The story that runs through all this is thankfully simple and contributes a lot to the sense of freedom you have on the high seas. The details of the plot are a mixed bag of familiar tropes and an undisguised desire to move past them. Ganondorf casts a wide net in his attempt to find Zelda, and so the damseling of girls, your sister among them, is front and center. Once Tetra is revealed to be Zelda, she transforms from pirate leader to captive princess and even apologizes to Link for involving him (this also happens in Skyward Sword). This was disappointing 10 years ago and feels even less tolerable now, and yet Wind Waker, unlike Skyward Sword, seems to be seeking a way past this. The ultimate rejection of old Hyrule also means the rejection of Zelda’s role as damseled princess, and when she surfaces at the end, it’s once again as pirate captain Tetra. Before the credits roll, she sets off with Link to find a new continent, and it’s hard to imagine her ever returning to her former, fated role.

Of course, she does. The very things in Wind Waker that gave me hope in 2003 arouse something akin to pity now. The winds blew a different way, and the Zelda that followed, Twilight Princess, took a hard turn toward fan service and dark classicism following the outcry over Wind Waker’s style. Skyward Sword retreated even further into the past and attempted a prequel origin story that answered questions no one was asking (wherever did the Master Sword come from?). Both resumed the restoration narratives of Zeldas past, and the Wind Waker time line, if not its ethos, continued in a couple of handheld titles.

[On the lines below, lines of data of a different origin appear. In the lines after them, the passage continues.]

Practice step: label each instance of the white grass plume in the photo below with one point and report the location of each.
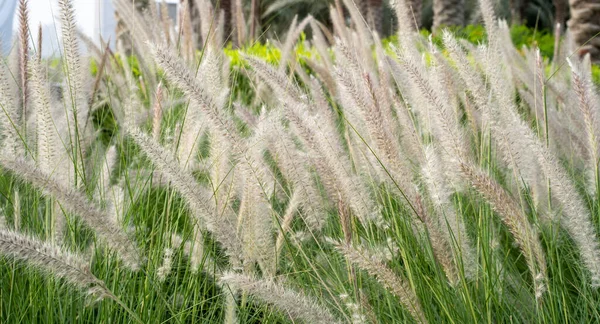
(296, 305)
(75, 202)
(53, 260)
(199, 200)
(513, 216)
(394, 283)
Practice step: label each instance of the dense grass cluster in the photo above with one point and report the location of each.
(367, 181)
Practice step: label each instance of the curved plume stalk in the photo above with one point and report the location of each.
(516, 220)
(396, 284)
(294, 304)
(54, 260)
(98, 220)
(199, 200)
(325, 148)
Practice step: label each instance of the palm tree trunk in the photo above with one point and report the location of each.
(448, 13)
(375, 15)
(415, 7)
(254, 19)
(585, 26)
(226, 6)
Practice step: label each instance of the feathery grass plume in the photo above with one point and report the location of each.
(72, 56)
(394, 283)
(290, 41)
(10, 121)
(189, 46)
(589, 107)
(297, 306)
(255, 214)
(157, 112)
(52, 259)
(294, 166)
(23, 13)
(75, 202)
(440, 246)
(166, 22)
(370, 103)
(513, 216)
(445, 126)
(165, 269)
(230, 307)
(198, 199)
(240, 24)
(574, 216)
(449, 222)
(16, 209)
(326, 150)
(288, 217)
(39, 42)
(178, 73)
(48, 139)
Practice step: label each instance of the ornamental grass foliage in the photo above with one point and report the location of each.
(329, 178)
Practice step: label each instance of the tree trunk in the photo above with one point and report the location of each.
(584, 25)
(372, 11)
(560, 12)
(254, 19)
(227, 7)
(375, 15)
(516, 11)
(415, 8)
(448, 13)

Is it fair to let Wind Waker’s failed Zelda revolution affect one’s evaluation of the game now? Perhaps not, but it does anyway. Just as everything that’s happened in the past 10 years affects our playing of the HD re-release. For some the years have brought greater appreciation, and for others a more severe disappointment. But either way, it’s simply no longer possible to evaluate it in terms of 2003.

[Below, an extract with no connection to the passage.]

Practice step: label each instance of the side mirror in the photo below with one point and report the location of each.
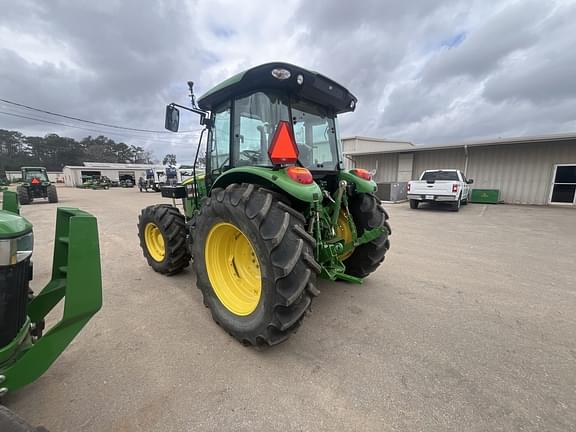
(172, 118)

I’ve always felt kindly toward Wind Waker, even as my memory of it has faltered. Its charms can still overpower, and even now, a few days out, I have more affection for the re-release than I did while actually playing. If you’d asked me a year ago how I would have scored Wind Waker based on memory alone, I would have said it was something like an 8 out of 10. But it’s bad practice to score games you haven’t played recently, for scores expire like milk. After playing through the re-release, I can say it’s more like a 6. I use the full range of the scale, so a 6 out of 10 is certainly worthwhile. Though hardly timeless.

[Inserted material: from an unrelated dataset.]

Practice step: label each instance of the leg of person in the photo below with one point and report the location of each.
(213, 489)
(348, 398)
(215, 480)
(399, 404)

I still can’t figure out why Nintendo chose to re-release Wind Waker now. But I hope it signals a renewed belief in what it originally tried to do. If Nintendo is serious about “rethinking the conventions of Zelda, as it says it is, then perhaps Wind Waker HD is another gesture toward this, a re-release of a reboot, a show of good faith. There are plenty of reasons to think it’s nothing of the sort, but if Nintendo’s been willing to sink old Hyrule to the bottom of the ocean before, perhaps it’s willing to again. At the very least, a re-release stems the tide of obsolescence that threatens every video game. And despite its flaws, Wind Waker is a Zelda whose legend deserves to be passed on a while longer.

In truth, video games have no timeless masterpieces. There will come a day, sooner than we think, when no one will play Wind Waker. Or Chrono Trigger. Or Super Metroid. No one but curators and historians. And eventually, not even them. Tetris will not last, nor will Super Mario Bros. In a few years, who will be willing to survive fungal zombies for 15 hours just to reach the emotional climax of The Last of Us? For a medium so dependent on its players’ engagement, on their sustained attention, the question is not simply whether old games can technically be played, but will they? I think we sense this. And we want to protect our games while we can. We long to declare masterpieces and preserve them for the future because we are afraid: that one day, the game that meant so much to us will no longer have a player. Or even a legend to remember it by.